Tighter affordability rules limit buy-to-let borrowers’ hopes
05-02-2016
Amateur landlords will find it harder to take out a buy-to-let mortgage after one of the UK’s biggest lenders raised a key threshold of affordability in response to new constraints on the sector.
The Mortgage Works said on Friday it would require borrowers to show that their monthly rental income from a property would cover 145 per cent of their mortgage payments — up from its former threshold of 125 per cent, the industry standard.
TMW, a buy-to-let subsidiary of Nationwide, blamed Treasury moves to limit mortgage interest tax relief, due to start taking effect from April 2017. It was making the changes, it said, “in order to help landlords safeguard positive cash flow, as future tax relief changes begin to phase in from next year”.
George Osborne, the chancellor, has moved to damp rapid growth in buy-to-let with extra taxes and curbs on reliefs, to reduce what he said was the “huge advantage” enjoyed by landlord investors when competing with owner-occupiers. As well as limits to mortgage interest tax relief, buy-to-let now incurs a 3 percentage point stamp duty surcharge and faces reduced allowances for wear and tear.

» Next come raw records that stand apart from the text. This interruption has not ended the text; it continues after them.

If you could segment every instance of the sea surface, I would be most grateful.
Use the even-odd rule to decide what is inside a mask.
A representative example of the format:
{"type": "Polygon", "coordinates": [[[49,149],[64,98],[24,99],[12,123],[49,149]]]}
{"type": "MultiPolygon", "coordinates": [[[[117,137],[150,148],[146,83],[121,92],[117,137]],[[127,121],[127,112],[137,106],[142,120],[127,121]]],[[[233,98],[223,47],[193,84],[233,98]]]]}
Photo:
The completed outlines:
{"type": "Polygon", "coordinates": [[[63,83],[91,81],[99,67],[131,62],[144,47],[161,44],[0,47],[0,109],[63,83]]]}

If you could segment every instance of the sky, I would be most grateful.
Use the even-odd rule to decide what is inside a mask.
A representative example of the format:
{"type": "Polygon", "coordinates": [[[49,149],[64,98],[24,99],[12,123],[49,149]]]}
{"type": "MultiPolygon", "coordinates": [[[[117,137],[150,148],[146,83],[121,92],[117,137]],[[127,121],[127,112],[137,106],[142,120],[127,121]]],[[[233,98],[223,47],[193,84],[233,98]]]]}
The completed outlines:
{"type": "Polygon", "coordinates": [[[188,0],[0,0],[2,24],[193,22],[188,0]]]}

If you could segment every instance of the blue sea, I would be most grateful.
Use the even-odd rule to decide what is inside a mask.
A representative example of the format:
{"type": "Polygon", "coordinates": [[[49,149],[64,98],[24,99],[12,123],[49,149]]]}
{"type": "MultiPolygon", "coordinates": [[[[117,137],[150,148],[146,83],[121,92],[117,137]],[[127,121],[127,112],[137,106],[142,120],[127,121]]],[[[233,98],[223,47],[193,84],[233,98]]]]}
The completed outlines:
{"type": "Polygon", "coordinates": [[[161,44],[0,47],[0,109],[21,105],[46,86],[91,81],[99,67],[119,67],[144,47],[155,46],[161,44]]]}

TMW is also reducing the maximum ratio of loan-to-property value from 80 per cent to 75 per cent, it said, in changes that would come in from May 11.
Andrew Montlake, director at mortgage broker Coreco, said the announcement underlined lenders’ fears that recent tax changes would hit landlords’ income. “I suspect they will not be the last [lender] to change their rental calculations with this in mind,” he said.
The moves would cause buyers of rental homes to revisit their calculations and potentially the location of their purchase, said Richard Donnell, research director at Hometrack. “Moving the rental coverage ratio to 145 per cent forces investors either to put in more deposit or go into lower-value markets, where the impact is less marked.”
TMW is not the only lender to tighten affordability requirements. Nottingham Building Society this week raised the notional interest rate it used to calculate the rental coverage ratio by half a percentage point to 5.5 per cent.
The National Landlords Association has complained of a government “assault” on buy-to-let, warning that some of the costs will inevitably be passed on to tenants. Mr Montlake of Coreco agreed. “The worry is that this will hit not just landlords but tenants, too, in the form of higher rental payments at a time when many are already stretched.”
The tighter loan conditions are likely to spur more investors to buy through limited companies rather than as individuals, since corporate vehicles are not subject to the new limits on tax relief. TMW lends only to individuals, not corporate-owned buy-to-let.
David Whittaker, managing director of buy-to-let broker Mortgages for Business, said: “It will be the lenders with products in this category who will be the likely winners out of this in the long term.”
Unfortunate development which will cause repossession and consequent tenant eviction flowing from the repossions.
In a situation where current payments are being met by Landlords and tenants but don't meet new criteria it will ensure refinancing is less possible and return the properties t the private for sale sector following the lenders right to evict.
This is a European directive which will cause the problem it seeks to prevent unless it is only applied to new properties in the buy to let sector and not to refinance of existing properties. If this applies as currently proposed the letting stock will be reduced and return to being sold by the banks and unless done after tenant eviction at 30% of open market vacant possession value.
Academic theory is set to remove badly needed housing stock from the rental market ,cause insolvency,bankruptcy,homelessness and a banking crises flowing from changing rules which are broadly working. The silence from the public sector who will be put into a letting stock crisis as a consequence is surprising as is the silence of the treasury who will be forced to borrow to finance new public sector homes they can't afford.
It's a quadruple whammy , for small Landlords not able to refinance despite meeting all their payments. For the tenant who has also met all current payments who faces eviction by the lender not his làndlord,by the banks who will have to evict manage and sell at a loss ,and by the government who will have to bed and breakfast the homeless.
This can all be stopped by allowing refinance for say existing small Landlords currently meeting the existing criteria on similar terms to current criteria at renewal for say five years to alloy orderly reorganisation of their tenants and assets.